In a circumstantial evidence case it is not required that the circumstances should, to a moral certainty, actually exclude every hypothesis that the act may have been committed by another person, but that the hypothesis is a reasonable one consistent with the circumstances and facts proved. It is enough if the conclusion of guilt is warranted by the combined and cumulative fact of all the incriminatory circumstances. Castillo v. State, 739 S.W.2d 280, 287 (Tex.Crim.App.1987).
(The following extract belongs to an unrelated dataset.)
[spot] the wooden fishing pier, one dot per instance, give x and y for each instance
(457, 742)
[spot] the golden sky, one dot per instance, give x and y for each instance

The facts shown are these. Police observed appellant coming from behind a building adjacent to the one burglarized at 2:00 a.m. carrying a box. Appellant gave conflicting and false statements concerning the contents of the box. In fact, the box contained items later shown to have been taken from the burglarized building. There was evidence of forced entry into the burglarized building. The building was not open to the public, nor did the owner(s) give appellant permission to enter the building or take the property.

When the evidence shows that a burglary was committed by someone, there is testimony showing the accused’s possession of property recently stolen from the burglarized premises and the accused gives conflicting statements concerning his possession, the proof is sufficient to support the jury verdict finding the defendant guilty. Smith v. State, 472 S.W.2d 121, 123 (Tex.Crim.App.1971); Vasquez, 694 S.W.2d at 60. We overrule appellant’s third point of error.

The judgment of the trial court is AFFIRMED.